4. Experimentation Framework

Running the model on GPU

Ok, we had left off with training the model on our small dataset of 100 games for 10 epochs. It was taking ~1 min on my machine to run it. However I noticed later that it was so slow because it was training on CPU!

To train it on the GPU, we only need a small change.

- chess_model = ChessModel()
+ # Transfer data to GPU if available
+ device = 'cuda' if torch.cuda.is_available() else 'cpu'
+ 
+ positions = positions.to(device)
+ valid_moves = valid_moves.to(device)
+ 
+ # Create the neural net
+ chess_model = ChessModel().to(device)

The .to(device) function transfers data to the GPU in pytorch and the whole computation works on the GPU after that.

(torch) krkartikay@KartikayLegion:~/code/chess-sl$ time python train.py 
...
Epoch 10, Average Test Loss: 0.1468

real    0m6.975s
user    0m6.034s
sys     0m1.003s

Now it's only taking ~7sec to train the model. That's almost a 10x improvement!

However, an important point to be noted here is that this is working only because our dataset is small enough to fit in the VRAM of the GPU in one go. If the dataset did not fit in the VRAM either of two things would happen:

Either the CUDA drivers fail with an out of memory error! (best-case scenario), or,
The training keeps running using our RAM ('shared memory') instead, but runs much more slowly and without any warnings.

In the second case we might think everything is running fine but actually there would be an issue, and everything might be much slower than it can be. Unfortunately (2) is the default behaviour of the CUDA drivers these days, but that can be changed in the settings (later...).

The proper solution would really be to stream the data to the GPU per-batch, or possibly even stream the data from disk to RAM (and from RAM to GPU) in a multithreaded dataloader, in case the dataset is big enough to not fit in RAM.

However let's implement that later and focus on experimenting with the network for now.

Optimising the network

We could now try out various things to optimise the network but keeping track of how various hyperparams are affecting the quality of the network is hard if we do it manually.

So we'll now develop a framework to keep track of the configs and run experiments by changing them systematically and noting the results.

Observations

The most important thing while doing experiments is to keep track of observations!

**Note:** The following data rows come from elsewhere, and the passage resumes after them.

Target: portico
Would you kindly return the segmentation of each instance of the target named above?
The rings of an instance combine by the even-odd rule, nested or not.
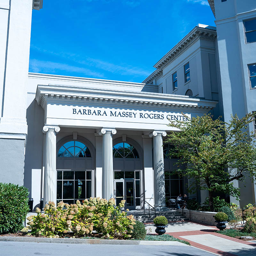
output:
[[[144,200],[165,206],[163,139],[175,131],[169,119],[188,122],[182,113],[201,115],[217,102],[115,90],[115,82],[108,89],[38,86],[36,100],[44,113],[44,204],[98,196],[125,199],[131,209],[143,208]]]

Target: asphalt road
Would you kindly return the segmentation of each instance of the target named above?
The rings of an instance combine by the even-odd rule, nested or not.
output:
[[[1,256],[212,256],[213,255],[188,246],[0,242]]]

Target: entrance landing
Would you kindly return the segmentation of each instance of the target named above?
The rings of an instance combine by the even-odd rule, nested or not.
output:
[[[156,234],[156,228],[145,224],[146,228]],[[214,226],[189,221],[168,223],[166,234],[189,242],[191,245],[216,255],[223,256],[255,256],[256,243],[244,241],[214,232]]]
[[[135,220],[139,220],[143,223],[153,223],[153,220],[155,217],[155,211],[150,210],[149,214],[148,209],[145,209],[145,213],[143,209],[131,210],[127,212],[127,215],[131,214],[134,216]],[[165,216],[168,222],[188,220],[188,218],[182,215],[182,212],[177,212],[176,210],[170,210],[168,208],[164,209],[164,210],[161,209],[160,211],[156,211],[156,215]]]

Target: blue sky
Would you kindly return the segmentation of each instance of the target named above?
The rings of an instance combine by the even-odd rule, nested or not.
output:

There's a risk of overengineering this part... For instance there are entire teams at google which handle metric collection and monitoring. But I'll try to keep things simple here.

Let's create an observer class which we can call observer.record(variable) on. It will help us record and store the data.

observer.py:

# Observation framework

import os
import csv
import pickle
from matplotlib import pyplot as plt

class Observer:
    def __init__(self, name, path="", suffix=""):
        self.name = name
        self.suffix = suffix
        self.fullname = os.path.join(
            path, name + (f"_{suffix}" if suffix else ""))
        self.observations = []

    def record(self, variable):
        self.observations.append(variable)

    def write_csv(self):
        filename = (f"{self.fullname}.csv")
        if len(self.observations) == 0:
            return
        with open(filename, "w") as file_handle:
            csv_writer = csv.writer(file_handle)
            csv_writer.writerows([x] for x in self.observations)

    def save_pkl(self):
        filename = (f"{self.fullname}.pkl")
        pickle.dump(self.observations, open(filename, "wb"))

    def plot(self):
        filename = (f"{self.fullname}.png")
        plt.figure()
        plt.plot(self.observations)
        plt.savefig(filename)

    def avg(self):
        return sum(self.observations) / len(self.observations)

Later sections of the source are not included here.